Still, it’s a privacy hole and the NCIS team need to be accountable for it: not only finding and fixing the bug that caused it, but informing the people whose bill was shared with someone else. A spokesperson for the utilities told me this evening that they are still gathering that data, and that they will have a news release in the morning with more information.
As a former software developer, I can attest that these two bugs don’t represent major design flaws; they are the sort that are easily made with a typo in single line of code, and in fact may be harder to track down than to fix. What is more surprising is that they weren’t caught during testing since they are so obvious.
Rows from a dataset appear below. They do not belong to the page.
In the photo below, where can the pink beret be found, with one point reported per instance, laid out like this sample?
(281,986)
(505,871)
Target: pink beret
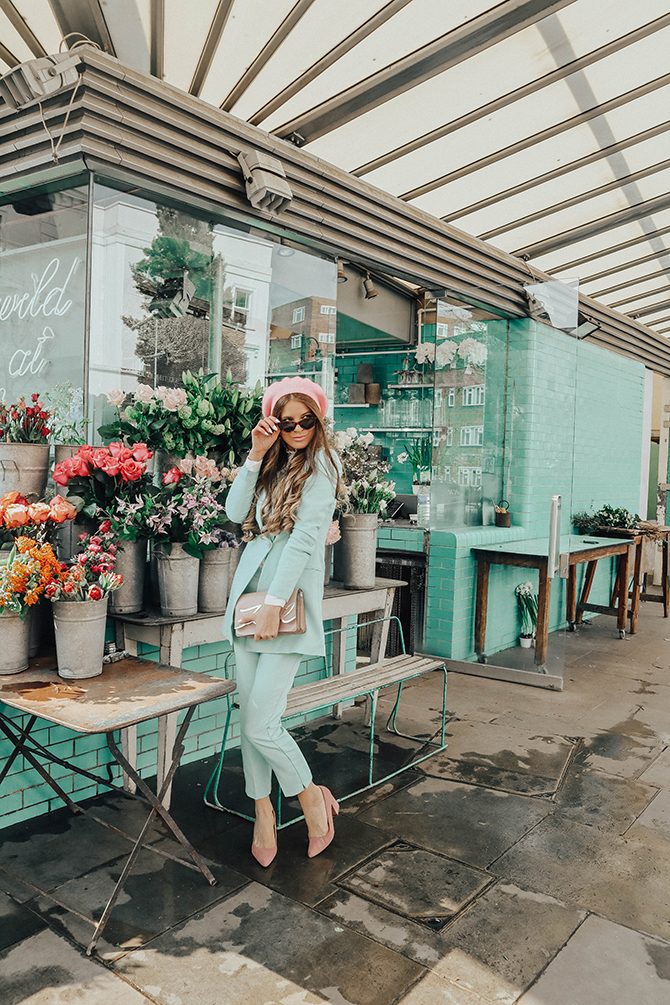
(294,385)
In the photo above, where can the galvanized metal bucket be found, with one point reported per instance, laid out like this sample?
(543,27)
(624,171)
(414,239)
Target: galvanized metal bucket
(15,642)
(131,563)
(213,585)
(24,467)
(79,630)
(358,551)
(178,575)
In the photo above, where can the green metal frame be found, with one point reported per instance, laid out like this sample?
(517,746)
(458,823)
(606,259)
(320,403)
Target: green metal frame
(213,783)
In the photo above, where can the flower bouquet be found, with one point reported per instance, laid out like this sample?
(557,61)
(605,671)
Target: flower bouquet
(98,477)
(37,521)
(527,606)
(23,423)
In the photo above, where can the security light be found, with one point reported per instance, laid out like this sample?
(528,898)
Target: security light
(266,185)
(369,287)
(37,78)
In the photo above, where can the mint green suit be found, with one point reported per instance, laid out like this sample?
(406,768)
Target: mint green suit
(265,669)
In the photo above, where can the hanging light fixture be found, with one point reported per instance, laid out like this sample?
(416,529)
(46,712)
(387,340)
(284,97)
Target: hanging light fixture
(369,287)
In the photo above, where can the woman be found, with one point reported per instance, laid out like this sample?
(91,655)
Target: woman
(283,495)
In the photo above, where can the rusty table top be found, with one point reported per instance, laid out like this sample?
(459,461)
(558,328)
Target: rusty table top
(127,692)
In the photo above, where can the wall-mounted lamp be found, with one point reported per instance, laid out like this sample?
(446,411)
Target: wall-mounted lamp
(36,78)
(369,286)
(266,185)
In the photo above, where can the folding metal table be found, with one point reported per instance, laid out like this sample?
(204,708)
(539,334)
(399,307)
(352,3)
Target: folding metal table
(129,691)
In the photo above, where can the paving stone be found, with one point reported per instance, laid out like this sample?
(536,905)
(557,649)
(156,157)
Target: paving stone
(466,822)
(417,883)
(46,969)
(156,895)
(606,801)
(500,758)
(16,922)
(307,880)
(605,964)
(658,772)
(495,948)
(61,848)
(656,817)
(267,949)
(626,879)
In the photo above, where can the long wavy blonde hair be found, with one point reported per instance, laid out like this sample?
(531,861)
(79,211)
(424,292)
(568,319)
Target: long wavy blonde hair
(283,472)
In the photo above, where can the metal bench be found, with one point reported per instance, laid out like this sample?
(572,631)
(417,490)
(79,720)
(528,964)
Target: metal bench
(336,688)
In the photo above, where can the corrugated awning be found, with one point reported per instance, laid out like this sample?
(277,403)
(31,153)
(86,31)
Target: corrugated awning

Through the spring the NCIS team’s QA consultant reports show a small but persistent set of bugs in the interface to Kubra, so it was clearly being tested and improved. Either there was a major oversight in the testing protocol, or there is something different in the official live environment than in the system they were testing with. I expect there will be much burning of the midnight oil tonight as they sort that out. And they do need to sort it out quickly, because Kubra remains shut down and they can’t have their online bill presentment and payment system offline for more than a couple of days before the backlog becomes significant and the hit to the revenue stream becomes noticeable. As of 7:30pm this evening, the NCIS team has already restored Kubra access to those customers with a bill date prior to last night, so it only affects the customers in this morning’s batch of bills and those in daily batches moving forward until the problem is resolved.
With a system as big and complicated as NCIS, something was expected to go wrong today — and it did. The PDF mix-up is serious, but if that’s the worst thing to go wrong, and if they can fix it quickly, then they are in pretty good shape overall. The team is still doing validation work on other parts of the system, so they can — and probably will — find other issues that they missed during testing. But tomorrow, when SCL and SPU staff come back from the long weekend and get to work, the real test begins.
Update 9/6/16 7:45am: The utilities clarified this morning that they had backed out yesterday’s batch of bills sent to Kubra and restored online access to all customers.